The worrying step was overshadowed by Mr. Trump’s announcement on Thursday that the United States and Iran were close to reaching a peace deal. His statements caused international oil prices to fall below $90 per barrel, well above pre-war prices but far from the highs reached earlier in the war.
Yet the consequences of a truce are far from clear. Unless the supply of oil and fuels improves – and quickly – consumers around the world could face much higher energy costs.
There is little consensus on when or where this might peak, but energy experts largely agree that until more oil can flow through the Strait of Hormuz, the narrow waterway off Iran’s southern coast, the market will remain extremely fragile.
“Soon we will run out of shock absorbers,” said Antoine Halff, co-founder of research firm Kayrros and former chief oil analyst at the International Energy Agency.
The world uses around 100 million barrels of oil every day. Reserves have fallen particularly quickly in countries that rely heavily on imports, such as Japan and South Korea.
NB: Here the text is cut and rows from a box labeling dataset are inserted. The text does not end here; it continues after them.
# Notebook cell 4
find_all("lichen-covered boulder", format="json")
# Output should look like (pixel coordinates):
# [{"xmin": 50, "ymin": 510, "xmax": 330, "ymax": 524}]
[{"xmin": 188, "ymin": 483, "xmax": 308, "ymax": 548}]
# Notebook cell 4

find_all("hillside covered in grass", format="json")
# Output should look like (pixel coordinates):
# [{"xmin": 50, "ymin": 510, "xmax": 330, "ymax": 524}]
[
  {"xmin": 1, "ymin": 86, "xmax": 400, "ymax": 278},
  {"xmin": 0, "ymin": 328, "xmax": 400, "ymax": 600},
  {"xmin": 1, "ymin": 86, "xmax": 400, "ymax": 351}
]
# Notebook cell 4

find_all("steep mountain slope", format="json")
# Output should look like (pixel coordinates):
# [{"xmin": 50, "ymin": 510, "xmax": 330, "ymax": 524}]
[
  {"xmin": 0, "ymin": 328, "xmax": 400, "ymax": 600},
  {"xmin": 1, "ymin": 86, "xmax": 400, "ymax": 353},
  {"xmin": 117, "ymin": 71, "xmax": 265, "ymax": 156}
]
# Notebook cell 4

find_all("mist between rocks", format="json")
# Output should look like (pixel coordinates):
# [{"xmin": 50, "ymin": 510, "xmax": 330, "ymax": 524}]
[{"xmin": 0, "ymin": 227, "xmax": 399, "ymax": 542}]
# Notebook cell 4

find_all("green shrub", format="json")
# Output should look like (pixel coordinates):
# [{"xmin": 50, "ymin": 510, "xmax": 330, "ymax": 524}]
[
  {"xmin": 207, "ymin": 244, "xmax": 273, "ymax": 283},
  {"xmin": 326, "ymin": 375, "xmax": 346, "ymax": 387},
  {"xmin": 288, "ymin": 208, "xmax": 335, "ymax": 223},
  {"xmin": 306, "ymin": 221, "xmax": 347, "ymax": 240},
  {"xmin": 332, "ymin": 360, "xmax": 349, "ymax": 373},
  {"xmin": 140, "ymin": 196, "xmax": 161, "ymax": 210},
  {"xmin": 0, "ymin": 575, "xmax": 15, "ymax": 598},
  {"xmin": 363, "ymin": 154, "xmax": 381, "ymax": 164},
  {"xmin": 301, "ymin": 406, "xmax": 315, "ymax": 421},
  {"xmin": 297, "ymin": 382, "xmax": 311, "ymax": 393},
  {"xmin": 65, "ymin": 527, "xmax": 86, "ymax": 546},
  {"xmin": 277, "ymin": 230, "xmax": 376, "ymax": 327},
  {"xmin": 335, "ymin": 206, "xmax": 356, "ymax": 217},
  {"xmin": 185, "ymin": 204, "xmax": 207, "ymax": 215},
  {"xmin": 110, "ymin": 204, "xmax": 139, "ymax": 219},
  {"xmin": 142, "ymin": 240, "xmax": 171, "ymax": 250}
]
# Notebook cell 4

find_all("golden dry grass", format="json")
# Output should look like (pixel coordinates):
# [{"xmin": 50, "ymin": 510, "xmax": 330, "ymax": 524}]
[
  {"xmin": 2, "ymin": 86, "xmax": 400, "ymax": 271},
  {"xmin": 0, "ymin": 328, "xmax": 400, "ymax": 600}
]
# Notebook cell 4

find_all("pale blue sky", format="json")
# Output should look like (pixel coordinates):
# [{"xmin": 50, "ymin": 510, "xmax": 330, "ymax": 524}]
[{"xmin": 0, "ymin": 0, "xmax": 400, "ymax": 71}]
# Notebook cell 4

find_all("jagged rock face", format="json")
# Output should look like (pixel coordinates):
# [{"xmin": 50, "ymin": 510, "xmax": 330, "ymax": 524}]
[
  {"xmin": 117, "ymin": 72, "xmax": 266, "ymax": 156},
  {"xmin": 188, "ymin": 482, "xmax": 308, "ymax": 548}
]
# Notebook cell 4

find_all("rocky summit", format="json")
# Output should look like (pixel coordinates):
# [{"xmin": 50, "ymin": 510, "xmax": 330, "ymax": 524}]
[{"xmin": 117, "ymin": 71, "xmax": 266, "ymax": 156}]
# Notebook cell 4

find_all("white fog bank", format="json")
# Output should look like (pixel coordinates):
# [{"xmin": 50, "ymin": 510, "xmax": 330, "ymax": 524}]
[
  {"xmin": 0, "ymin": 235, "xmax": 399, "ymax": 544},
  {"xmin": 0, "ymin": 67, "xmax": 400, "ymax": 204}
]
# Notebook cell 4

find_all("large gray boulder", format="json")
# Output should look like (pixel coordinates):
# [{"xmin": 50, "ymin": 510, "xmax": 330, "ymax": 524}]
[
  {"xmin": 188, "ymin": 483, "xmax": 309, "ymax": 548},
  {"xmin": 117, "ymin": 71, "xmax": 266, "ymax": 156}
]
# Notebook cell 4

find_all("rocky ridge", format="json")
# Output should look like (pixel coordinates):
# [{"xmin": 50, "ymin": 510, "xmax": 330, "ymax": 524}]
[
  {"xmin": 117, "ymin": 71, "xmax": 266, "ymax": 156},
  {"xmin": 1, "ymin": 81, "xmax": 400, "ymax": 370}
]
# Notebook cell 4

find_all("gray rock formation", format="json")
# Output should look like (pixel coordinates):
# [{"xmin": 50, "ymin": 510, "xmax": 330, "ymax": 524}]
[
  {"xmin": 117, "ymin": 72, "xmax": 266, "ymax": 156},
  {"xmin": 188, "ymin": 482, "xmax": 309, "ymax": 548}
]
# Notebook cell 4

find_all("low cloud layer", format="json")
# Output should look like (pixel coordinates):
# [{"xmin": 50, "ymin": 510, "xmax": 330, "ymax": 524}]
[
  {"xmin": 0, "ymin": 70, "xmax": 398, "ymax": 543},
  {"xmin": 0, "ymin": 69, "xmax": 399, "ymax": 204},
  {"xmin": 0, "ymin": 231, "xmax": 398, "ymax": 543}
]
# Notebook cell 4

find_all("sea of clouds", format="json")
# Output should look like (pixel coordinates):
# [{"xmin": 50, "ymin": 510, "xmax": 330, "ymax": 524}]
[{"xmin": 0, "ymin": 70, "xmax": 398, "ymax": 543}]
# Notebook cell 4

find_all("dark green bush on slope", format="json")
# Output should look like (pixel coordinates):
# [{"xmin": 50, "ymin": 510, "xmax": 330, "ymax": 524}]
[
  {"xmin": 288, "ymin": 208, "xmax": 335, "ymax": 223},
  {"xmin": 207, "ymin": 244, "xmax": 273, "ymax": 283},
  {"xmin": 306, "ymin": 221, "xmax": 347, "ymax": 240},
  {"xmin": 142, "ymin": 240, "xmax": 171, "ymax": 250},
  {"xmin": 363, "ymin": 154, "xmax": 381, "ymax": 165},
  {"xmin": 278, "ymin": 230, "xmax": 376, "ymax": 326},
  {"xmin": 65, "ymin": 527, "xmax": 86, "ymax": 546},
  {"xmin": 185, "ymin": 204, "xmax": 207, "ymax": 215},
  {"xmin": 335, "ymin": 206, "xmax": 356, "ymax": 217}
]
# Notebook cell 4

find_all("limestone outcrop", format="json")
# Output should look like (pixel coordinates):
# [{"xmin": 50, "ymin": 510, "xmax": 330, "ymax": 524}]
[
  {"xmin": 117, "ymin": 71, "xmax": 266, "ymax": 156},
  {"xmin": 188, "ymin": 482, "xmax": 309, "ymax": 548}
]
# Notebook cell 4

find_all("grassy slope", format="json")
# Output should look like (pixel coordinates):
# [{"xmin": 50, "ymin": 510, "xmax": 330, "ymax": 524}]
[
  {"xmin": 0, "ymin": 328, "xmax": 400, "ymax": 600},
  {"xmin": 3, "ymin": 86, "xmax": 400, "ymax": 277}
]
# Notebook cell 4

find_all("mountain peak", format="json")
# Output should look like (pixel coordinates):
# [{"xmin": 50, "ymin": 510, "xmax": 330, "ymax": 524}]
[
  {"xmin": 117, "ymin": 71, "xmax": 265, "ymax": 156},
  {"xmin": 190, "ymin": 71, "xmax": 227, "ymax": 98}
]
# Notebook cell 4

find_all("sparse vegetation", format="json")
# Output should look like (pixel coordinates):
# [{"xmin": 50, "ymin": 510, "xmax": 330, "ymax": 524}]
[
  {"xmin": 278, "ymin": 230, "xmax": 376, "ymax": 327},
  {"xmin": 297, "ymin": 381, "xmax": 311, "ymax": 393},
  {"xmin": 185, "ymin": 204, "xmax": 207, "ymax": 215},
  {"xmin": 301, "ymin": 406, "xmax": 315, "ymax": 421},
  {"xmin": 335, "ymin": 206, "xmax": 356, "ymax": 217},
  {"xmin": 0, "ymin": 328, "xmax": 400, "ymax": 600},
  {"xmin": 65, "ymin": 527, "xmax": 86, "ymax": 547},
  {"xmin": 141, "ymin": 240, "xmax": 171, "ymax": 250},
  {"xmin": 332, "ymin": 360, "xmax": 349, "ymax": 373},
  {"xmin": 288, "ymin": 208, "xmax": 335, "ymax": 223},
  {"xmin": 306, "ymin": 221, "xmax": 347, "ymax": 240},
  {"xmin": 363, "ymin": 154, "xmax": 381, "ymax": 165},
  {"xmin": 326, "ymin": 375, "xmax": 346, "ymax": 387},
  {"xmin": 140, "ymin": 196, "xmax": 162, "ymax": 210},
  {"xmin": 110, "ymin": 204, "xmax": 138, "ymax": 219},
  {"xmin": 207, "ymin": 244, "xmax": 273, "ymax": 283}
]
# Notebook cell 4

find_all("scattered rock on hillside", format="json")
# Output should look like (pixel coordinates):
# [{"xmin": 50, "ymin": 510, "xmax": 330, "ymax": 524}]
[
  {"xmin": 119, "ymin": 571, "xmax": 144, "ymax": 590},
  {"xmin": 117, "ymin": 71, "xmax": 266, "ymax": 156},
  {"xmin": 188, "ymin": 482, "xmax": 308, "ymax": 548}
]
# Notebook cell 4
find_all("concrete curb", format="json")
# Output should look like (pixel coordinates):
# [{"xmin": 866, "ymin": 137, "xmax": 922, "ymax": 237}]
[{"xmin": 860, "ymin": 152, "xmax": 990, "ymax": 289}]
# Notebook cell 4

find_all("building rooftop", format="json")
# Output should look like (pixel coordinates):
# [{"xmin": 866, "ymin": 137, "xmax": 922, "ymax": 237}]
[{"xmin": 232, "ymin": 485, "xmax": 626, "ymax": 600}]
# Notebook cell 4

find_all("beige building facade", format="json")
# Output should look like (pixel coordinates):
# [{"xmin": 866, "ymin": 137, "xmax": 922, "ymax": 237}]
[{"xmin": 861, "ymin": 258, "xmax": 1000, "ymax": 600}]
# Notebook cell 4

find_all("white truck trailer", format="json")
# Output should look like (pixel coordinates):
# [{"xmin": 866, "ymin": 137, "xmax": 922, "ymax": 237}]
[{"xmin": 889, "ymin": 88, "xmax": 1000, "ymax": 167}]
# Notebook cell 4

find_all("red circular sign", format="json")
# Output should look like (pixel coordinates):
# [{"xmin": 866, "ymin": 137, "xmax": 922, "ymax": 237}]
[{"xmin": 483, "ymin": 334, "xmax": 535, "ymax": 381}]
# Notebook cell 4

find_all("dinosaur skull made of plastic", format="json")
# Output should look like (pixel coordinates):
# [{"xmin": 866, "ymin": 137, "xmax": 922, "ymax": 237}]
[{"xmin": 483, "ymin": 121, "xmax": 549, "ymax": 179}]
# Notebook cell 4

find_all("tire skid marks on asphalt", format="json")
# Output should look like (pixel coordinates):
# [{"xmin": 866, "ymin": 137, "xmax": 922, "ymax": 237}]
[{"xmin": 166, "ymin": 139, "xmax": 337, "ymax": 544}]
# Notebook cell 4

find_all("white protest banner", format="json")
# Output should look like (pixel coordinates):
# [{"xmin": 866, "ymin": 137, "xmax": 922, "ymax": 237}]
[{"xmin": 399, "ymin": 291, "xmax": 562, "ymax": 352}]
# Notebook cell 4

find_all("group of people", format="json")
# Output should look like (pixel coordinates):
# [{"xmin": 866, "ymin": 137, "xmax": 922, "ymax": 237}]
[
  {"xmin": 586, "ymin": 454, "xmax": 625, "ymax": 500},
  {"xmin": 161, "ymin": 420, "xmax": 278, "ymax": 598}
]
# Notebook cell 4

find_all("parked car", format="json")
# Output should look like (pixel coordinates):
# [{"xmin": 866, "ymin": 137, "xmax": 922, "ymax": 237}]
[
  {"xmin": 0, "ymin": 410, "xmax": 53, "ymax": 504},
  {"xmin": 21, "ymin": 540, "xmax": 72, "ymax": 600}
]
The United States, the world’s top oil producer, is also emptying its tanks as companies increase exports to supply the rest of the world.
The Persian Gulf countries, on the other hand, have built up stocks, and this is not by choice. The closure of the strait means that most of them can sell much less oil than usual and are therefore stuck with much more fuel. Some have managed to get more ships through the strait in recent weeks, bringing some relief.
And then there is China. The country has what is widely considered the world’s largest oil reserves — about a third of all known reserves, according to research firm Kpler — and appears to have barely touched it. It is possible, Mr. Halff said, that China is exploiting underground reserves that are more difficult to monitor.
“China is one of the biggest question marks, one of the biggest puzzles,” Mr. Halff said.
The picture becomes more troubling when looking at stocks of specific fuels. Reserves of gasoline and fuel oil, used for heating, are particularly low around the world, especially at this time of year.
Yet the world is not yet facing widespread shortages.
“We have less oil in the world, and it’s starting to show up around corners here to show up in end-use markets,” said Rick Joswick, an oil analyst for S&P Global Energy. “But there’s no smoking gun that I can point to and say, ‘Aha, these airports aren’t getting their jet fuel, or these consumers can’t get their gasoline.'”
In countries like the United States, pump prices would likely rise well before fuel tanks run out, analysts say. Coastal regions like the Northeast and California, which rely largely on imported oil and gasoline, are particularly vulnerable to rising prices.
Still, it is very difficult to predict when and where fuel supplies might drop enough for this to happen.
“There are different choke points, and it’s very difficult to determine which one might appear first,” said Daniel Sternoff, a senior fellow at Columbia University’s Center on Global Energy Policy.
To understand why, just look at jet fuel. At the start of the war, many analysts and executives feared that some European airports, which buy a lot of jet fuel from the Persian Gulf, would not have enough to allow planes to take off. Refining companies, which turn oil into fuels, have responded to high prices by increasing jet fuel production while producing less gasoline.
U.S. oil reserves are owned by corporations or the government. Government reserves, known as the Strategic Petroleum Reserve, or SPR, are essentially a last line of defense, available in case of emergency.
The United States is halfway through a withdrawal of 172 million barrels, one of the largest ever. That will leave the reserve, a collection of salt caverns in Texas and Louisiana, emptier than it has been in nearly half a century, shortly after the 1970s oil crisis, when it was first filled.
There is still plenty of corporate-owned oil available in the United States and elsewhere. But the depletion of the SPR will leave the federal government with less flexibility to support the market if the United States and Iran fail to reach a deal or if shipping remains limited.